The 1999 Campeonato Brasileiro Série A was the 43rd edition of the Campeonato Brasileiro Série A.

Overview
It was contested by 22 teams, and Corinthians won the championship.

First phase

Final standings

Top scorers

Relegation
The criterion for relegation to the Série B in 1999 was the average of points obtained in 1999 and 1998. The four teams with the smallest averages would be relegated. The CBF-defined formula for the point average (PA) was:

PA = ( (P98/23) + (P99/21) ) / 2

P98 being the number of points in 1998 and P99 the number of points in 1999.

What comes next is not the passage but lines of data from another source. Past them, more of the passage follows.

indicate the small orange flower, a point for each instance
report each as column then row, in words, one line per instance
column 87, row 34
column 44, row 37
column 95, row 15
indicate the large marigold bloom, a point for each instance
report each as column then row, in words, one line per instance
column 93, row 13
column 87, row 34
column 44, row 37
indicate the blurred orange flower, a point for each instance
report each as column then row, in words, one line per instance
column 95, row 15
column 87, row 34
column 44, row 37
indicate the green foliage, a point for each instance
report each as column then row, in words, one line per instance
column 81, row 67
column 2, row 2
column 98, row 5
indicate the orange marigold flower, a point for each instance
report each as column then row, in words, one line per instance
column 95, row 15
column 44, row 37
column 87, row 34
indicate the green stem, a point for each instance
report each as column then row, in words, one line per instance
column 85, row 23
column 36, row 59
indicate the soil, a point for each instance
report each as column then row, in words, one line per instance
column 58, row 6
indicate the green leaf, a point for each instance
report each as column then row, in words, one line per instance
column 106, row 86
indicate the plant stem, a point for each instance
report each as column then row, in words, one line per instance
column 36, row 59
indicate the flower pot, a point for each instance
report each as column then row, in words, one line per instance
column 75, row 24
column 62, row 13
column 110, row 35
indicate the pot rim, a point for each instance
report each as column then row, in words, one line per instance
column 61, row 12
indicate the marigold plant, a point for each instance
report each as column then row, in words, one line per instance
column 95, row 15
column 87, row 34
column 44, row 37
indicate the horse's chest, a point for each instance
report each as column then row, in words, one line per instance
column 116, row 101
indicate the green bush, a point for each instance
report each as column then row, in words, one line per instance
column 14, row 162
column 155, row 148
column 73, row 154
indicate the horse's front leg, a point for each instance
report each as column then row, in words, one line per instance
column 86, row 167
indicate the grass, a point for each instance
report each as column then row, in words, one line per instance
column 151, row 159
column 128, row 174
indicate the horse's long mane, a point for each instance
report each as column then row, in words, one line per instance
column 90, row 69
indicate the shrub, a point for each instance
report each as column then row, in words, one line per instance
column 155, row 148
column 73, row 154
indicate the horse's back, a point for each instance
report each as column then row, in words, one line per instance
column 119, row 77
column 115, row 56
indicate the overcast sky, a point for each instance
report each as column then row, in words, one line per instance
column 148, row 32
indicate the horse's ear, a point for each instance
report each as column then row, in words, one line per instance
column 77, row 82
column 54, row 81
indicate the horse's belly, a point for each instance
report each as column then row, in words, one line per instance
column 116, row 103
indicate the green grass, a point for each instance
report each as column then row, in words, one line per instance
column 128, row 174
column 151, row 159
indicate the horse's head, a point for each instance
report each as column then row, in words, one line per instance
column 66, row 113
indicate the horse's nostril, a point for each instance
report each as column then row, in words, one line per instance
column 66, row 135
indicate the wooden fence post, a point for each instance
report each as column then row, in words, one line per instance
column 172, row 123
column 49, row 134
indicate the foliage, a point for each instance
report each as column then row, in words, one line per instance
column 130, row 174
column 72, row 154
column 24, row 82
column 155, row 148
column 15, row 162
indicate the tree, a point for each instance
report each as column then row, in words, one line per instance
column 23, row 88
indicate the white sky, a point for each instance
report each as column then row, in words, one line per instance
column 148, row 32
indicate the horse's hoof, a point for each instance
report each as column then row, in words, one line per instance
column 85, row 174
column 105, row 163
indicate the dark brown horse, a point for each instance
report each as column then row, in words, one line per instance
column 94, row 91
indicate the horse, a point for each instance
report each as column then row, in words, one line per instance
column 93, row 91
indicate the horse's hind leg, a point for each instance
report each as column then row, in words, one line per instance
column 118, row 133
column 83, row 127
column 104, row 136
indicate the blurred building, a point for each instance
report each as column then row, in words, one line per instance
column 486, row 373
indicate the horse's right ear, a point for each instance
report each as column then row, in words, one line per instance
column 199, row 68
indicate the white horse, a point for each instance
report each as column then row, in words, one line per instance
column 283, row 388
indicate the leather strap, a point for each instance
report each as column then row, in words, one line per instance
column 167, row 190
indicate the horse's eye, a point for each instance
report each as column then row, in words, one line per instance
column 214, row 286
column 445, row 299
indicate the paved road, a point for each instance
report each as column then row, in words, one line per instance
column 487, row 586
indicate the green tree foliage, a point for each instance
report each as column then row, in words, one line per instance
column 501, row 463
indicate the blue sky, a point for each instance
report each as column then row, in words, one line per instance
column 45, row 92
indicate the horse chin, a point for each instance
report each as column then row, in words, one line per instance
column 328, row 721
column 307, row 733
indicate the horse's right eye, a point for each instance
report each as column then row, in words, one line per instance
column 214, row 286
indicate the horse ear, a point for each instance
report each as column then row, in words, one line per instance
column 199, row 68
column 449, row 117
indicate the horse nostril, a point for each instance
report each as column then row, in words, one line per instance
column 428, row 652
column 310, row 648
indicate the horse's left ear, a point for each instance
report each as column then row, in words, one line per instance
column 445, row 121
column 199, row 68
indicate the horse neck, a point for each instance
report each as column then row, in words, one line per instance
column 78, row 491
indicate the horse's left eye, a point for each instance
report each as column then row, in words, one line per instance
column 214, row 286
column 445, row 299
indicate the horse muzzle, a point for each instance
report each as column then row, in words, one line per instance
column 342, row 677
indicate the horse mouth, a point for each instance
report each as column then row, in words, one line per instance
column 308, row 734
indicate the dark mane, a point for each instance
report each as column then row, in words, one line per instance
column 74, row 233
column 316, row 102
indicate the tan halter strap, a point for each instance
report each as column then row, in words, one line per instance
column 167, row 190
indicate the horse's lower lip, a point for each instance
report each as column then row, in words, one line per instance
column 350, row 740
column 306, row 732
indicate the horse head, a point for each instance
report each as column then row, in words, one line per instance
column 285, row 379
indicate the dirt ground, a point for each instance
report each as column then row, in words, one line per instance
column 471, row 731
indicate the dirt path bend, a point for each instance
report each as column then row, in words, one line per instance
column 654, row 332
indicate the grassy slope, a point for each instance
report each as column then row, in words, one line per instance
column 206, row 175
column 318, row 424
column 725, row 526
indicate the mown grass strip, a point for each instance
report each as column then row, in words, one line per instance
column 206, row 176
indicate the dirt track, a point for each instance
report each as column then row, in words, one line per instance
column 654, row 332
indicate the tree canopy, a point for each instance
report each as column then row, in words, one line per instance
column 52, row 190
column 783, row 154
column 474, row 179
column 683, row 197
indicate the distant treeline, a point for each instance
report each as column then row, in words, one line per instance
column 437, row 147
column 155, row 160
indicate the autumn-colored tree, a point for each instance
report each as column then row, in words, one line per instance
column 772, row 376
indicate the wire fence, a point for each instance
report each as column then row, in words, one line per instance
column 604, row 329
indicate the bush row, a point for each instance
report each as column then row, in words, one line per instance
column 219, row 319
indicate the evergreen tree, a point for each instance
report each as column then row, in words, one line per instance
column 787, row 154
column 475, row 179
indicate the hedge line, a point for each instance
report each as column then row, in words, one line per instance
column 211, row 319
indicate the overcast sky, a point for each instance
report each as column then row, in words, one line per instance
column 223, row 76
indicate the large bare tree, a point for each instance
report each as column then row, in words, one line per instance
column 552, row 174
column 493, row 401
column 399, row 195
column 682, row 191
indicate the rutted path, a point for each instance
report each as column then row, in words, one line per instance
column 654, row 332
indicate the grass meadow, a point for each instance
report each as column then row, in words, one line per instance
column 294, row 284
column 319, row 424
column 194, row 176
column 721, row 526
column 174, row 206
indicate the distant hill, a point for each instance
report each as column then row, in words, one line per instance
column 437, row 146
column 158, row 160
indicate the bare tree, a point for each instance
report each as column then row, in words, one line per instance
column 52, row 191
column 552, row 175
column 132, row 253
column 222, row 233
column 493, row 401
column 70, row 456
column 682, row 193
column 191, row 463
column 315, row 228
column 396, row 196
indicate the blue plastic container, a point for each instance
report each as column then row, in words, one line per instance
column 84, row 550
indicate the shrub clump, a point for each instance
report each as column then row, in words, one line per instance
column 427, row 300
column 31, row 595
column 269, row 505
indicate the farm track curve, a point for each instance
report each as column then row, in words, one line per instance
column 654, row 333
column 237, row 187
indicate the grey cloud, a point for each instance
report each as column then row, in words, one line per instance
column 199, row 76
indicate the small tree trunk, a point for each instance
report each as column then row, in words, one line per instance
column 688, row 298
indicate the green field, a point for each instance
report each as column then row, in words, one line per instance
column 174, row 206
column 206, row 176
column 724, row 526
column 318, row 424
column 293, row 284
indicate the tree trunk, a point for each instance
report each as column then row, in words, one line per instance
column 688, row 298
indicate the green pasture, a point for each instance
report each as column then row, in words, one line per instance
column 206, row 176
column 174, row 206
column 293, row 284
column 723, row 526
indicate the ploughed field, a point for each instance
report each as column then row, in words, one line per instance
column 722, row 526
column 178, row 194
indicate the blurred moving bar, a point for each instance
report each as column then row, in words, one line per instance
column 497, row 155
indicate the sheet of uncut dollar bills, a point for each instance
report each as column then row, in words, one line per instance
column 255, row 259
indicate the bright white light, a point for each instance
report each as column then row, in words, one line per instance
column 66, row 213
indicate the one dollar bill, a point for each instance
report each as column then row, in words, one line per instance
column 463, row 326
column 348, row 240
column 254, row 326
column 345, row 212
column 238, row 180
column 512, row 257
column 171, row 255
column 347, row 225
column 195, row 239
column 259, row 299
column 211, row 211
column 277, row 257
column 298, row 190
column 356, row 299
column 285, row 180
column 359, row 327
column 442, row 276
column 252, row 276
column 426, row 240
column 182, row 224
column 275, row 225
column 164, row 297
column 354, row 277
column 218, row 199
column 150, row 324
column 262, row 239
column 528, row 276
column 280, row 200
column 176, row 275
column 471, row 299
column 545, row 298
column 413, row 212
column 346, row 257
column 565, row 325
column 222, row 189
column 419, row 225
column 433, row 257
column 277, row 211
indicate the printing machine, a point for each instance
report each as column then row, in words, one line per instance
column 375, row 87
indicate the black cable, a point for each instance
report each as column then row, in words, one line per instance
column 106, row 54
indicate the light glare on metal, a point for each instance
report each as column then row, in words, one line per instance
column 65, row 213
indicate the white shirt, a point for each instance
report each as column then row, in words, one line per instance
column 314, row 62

As to Gama and Botafogo-SP, that had ascended from the Série B and as such, didn't dispute the 1998 Série A, the formula was reduced to:

PA = P99/21

Originally, the six worst point averages were:

 Gama: 1,238
 Internacional: 1,219
 Botafogo: 1,178
 Paraná: 1,093
 Juventude: 1,089
 Botafogo/SP: 1,000

Which would mean that Botafogo, Paraná, Juventude and Botafogo-SP would be relegated. However, the matches of São Paulo against Internacional and Botafogo were annulled and the points gained by São Paulo in both matches (three against Botafogo, one against Internacional) were given to both clubs, due to the fielding of the ineligible player Sandro Hiroshi in both matches. So, the six worst point averages became:

 Internacional: 1,267
 Botafogo: 1,249
 Gama: 1,238
 Paraná: 1,093
 Juventude: 1,089
 Botafogo/SP: 1,000

This meant that Botafogo escaped from relegation and Gama joined Botafogo/SP, Juventude and Paraná in the Série B em 2000.

Gama didn't accept this decision and appealed. The judicial disputes lasted months and CBF was stopped from organizing the 2000 Campeonato Brasileiro. The Clube dos 13 assumed the organization of the championship, that was named Copa João Havelange, with the participation of 116 teams divided em 3 groups.